As the concept of off-balance sheet financing gained favor with Wall Street, so too did massive leveraging. Collateral debt obligations, subprime securities, credit default swap contracts - all have increased exponentially in recent years. What Wall Street failed to consider as it took on these added risks was the possibility of failure, not to mention the systemic damage that the failure potentially could unleash on the nation’s financial system as a whole.

Case in point: Credit default swaps. Credit default swaps are privately negotiated contracts between two parties - a buyer and a seller. The buyer of a credit default swap pays a fee to the seller. In exchange for that fee, the seller agrees to cover the buyer’s losses in the event that the underlying financial instrument defaults. The problem is the credit-default swap market itself. It is a $60 trillion unregulated market where contracts are traded without any federal oversight to ensure buyers actually are capable of covering losses.

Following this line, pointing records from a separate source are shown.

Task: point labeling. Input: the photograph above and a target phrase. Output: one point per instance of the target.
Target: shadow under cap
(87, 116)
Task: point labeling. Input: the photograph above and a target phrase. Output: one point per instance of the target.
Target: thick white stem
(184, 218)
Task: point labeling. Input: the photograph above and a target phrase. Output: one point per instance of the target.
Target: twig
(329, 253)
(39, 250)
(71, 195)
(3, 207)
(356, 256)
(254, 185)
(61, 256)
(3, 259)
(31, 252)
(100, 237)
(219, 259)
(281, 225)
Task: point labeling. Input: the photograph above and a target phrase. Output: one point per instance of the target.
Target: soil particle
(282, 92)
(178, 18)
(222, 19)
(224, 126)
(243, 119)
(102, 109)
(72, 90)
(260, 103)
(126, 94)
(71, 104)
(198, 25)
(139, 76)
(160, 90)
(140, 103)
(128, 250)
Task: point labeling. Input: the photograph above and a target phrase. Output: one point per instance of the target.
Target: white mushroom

When credit markets began to freeze up this year, that’s exactly what happened to institutions like Bear Stearns, Lehman Brothers, American Insurance Group and Citigroup. At the time, all of the firms were holding high concentrations of mortgage-backed securities - the same assets they once used as collateral to get credit and had to now significantly mark down in value.

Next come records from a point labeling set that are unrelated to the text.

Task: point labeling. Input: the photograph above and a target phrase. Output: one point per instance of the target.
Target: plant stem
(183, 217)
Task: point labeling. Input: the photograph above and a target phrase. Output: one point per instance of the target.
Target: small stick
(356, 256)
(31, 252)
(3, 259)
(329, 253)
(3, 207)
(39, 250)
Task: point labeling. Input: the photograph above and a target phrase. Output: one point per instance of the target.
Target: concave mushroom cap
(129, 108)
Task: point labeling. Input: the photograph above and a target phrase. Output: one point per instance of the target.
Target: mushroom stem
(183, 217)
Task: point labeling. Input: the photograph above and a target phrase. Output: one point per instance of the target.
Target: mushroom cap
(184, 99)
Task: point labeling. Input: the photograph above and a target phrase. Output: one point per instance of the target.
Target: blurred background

A domino effect ultimately took hold, as creditor institutions turned up the heat via margin calls on the institutions that wrote the credit default swap contracts. Unable to meet those calls, Bear Stearns, Lehman, AIG, Citigroup and others quickly found themselves in trouble. Some of the companies like Lehman filed for bankruptcy protection; others were forced into a firesale; and some turned to the federal government for a bail-out to the tune of billions of dollars.

Unfortunately, off-balance-sheet excesses already may have put countless countries on a path to failure. There are insurmountable outstanding debt obligations residing “off-balance sheet” today for nearly every Wall Street institution around. When reality finally sets in, and the off-balance-sheet assets come back on balance sheet, watch out. It could make the nation’s current fiscal crisis look like child’s play.